Vou começar o ano em tribunal, que é uma coisa a que já estou habituado, embora hoje muito menos do que antigamente. Mas lá estarei mais uma vez para defender o jornal e a empresa editora de O MIRANTE. A luta na justiça é contra gente que tem o rei na barriga, que acha que pode pisar sem levar troco, que julga que o dinheiro dá estatuto e sabedoria. Este trabalho de liderar um projecto de comunicação social pode tornar-se perigoso, mas é para quem trabalha nele; ficamos de tal modo apaixonados pelo que fazemos que nos esquecemos de viver a vida. Não me posso queixar porque falo de barriga cheia; estou em processo acelerado de descer à terra, mas para não chatear quem me lê dispenso-me de contar como aqui cheguei e o que ainda tenho para andar.

António Costa caiu com o seu Governo de maioria absoluta por causa do dinheiro que o seu chefe de gabinete, Vítor Escária, tinha escondido nas estantes do seu espaço de trabalho. A comunicação social não devia deixar dourar a pílula. António Costa só tinha um caminho a seguir depois do seu chefe de gabinete ser apanhado com dinheiro vivo escondido. Se fossem oito mil euros já era um escândalo; como eram 80 mil euros tornou-se um facto histórico que vai manchar para sempre a história deste último Governo.

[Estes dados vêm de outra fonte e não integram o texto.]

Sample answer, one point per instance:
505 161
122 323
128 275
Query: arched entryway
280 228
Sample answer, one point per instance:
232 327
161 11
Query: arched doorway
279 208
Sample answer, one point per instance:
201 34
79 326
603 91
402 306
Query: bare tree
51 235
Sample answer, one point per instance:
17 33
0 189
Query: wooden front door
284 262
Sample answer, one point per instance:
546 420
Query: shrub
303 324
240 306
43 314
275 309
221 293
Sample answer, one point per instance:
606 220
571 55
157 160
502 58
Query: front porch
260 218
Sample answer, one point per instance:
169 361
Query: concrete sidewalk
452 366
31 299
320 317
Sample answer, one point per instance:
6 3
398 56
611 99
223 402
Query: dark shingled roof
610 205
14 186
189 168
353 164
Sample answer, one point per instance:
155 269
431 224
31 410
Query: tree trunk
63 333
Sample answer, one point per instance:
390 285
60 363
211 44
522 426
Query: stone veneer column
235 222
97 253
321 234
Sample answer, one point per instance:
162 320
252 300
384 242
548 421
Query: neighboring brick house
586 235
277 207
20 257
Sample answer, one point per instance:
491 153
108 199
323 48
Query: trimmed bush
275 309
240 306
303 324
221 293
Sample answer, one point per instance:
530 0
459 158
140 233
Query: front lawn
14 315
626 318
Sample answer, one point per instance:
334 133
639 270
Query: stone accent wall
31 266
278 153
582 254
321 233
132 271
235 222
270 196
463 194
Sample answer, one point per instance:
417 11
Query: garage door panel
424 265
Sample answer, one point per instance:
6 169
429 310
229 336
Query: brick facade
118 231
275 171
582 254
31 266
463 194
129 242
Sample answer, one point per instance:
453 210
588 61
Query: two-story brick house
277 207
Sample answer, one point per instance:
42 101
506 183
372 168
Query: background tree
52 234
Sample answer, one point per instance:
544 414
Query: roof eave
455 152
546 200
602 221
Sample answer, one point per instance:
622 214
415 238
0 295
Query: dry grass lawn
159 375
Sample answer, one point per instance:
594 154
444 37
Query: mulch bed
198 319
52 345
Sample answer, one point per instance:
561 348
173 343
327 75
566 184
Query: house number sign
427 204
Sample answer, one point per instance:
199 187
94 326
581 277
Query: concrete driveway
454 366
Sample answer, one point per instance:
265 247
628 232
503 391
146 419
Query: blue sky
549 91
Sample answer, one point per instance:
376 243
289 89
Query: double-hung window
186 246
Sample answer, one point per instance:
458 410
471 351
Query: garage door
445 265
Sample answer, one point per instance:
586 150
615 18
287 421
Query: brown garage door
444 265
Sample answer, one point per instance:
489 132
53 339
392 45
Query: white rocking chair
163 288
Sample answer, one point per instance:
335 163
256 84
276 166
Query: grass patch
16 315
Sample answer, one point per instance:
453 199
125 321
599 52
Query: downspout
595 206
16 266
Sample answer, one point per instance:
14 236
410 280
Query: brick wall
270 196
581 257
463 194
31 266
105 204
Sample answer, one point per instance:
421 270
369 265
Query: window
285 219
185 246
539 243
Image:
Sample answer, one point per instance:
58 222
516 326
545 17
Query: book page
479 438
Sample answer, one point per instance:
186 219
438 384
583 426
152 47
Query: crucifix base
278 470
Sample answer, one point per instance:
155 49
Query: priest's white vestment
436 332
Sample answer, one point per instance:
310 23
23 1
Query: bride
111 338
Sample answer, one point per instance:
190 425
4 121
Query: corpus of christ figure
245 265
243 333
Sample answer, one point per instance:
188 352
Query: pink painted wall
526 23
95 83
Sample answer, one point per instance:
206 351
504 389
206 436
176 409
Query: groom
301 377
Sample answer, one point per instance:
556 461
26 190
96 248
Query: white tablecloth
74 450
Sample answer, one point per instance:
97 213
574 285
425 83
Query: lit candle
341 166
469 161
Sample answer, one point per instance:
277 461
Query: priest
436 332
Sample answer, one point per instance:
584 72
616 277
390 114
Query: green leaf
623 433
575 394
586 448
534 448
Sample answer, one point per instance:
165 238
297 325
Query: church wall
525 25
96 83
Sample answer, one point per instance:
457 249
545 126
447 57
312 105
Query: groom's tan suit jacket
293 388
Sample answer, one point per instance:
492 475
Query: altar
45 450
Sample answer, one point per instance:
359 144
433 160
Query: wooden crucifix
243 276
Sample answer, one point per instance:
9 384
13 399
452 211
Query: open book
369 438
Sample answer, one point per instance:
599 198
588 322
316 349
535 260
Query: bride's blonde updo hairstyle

Só a comunicação social pode ajudar o país a não esquecer os factos graves que derrubaram o Governo. Infelizmente esse quarto poder, que é a comunicação social, está cada vez mais depauperado; parece que há um terrorismo de Estado contra os jornais e os jornalistas, a confiar no desprezo que o Poder tem dedicado ao sector da comunicação social. De verdade não é só com a comunicação social; é também com a justiça, onde faltam funcionários, com a saúde onde faltam médicos, com o ensino onde faltam professores e escolas em condições, e fico-me por aqui. De nada nos vale termos no poder políticos socialistas e social democratas, já que de socialismo e social democracia só sabemos o que é em teoria; na prática quem manda são os grandes oligarcas da nossa economia, como aliás tem sido bem visível desde a queda do Grupo BES, e dos esquemas que foram montados e ainda estão armadilhados para mal dos nossos pecados. JAE.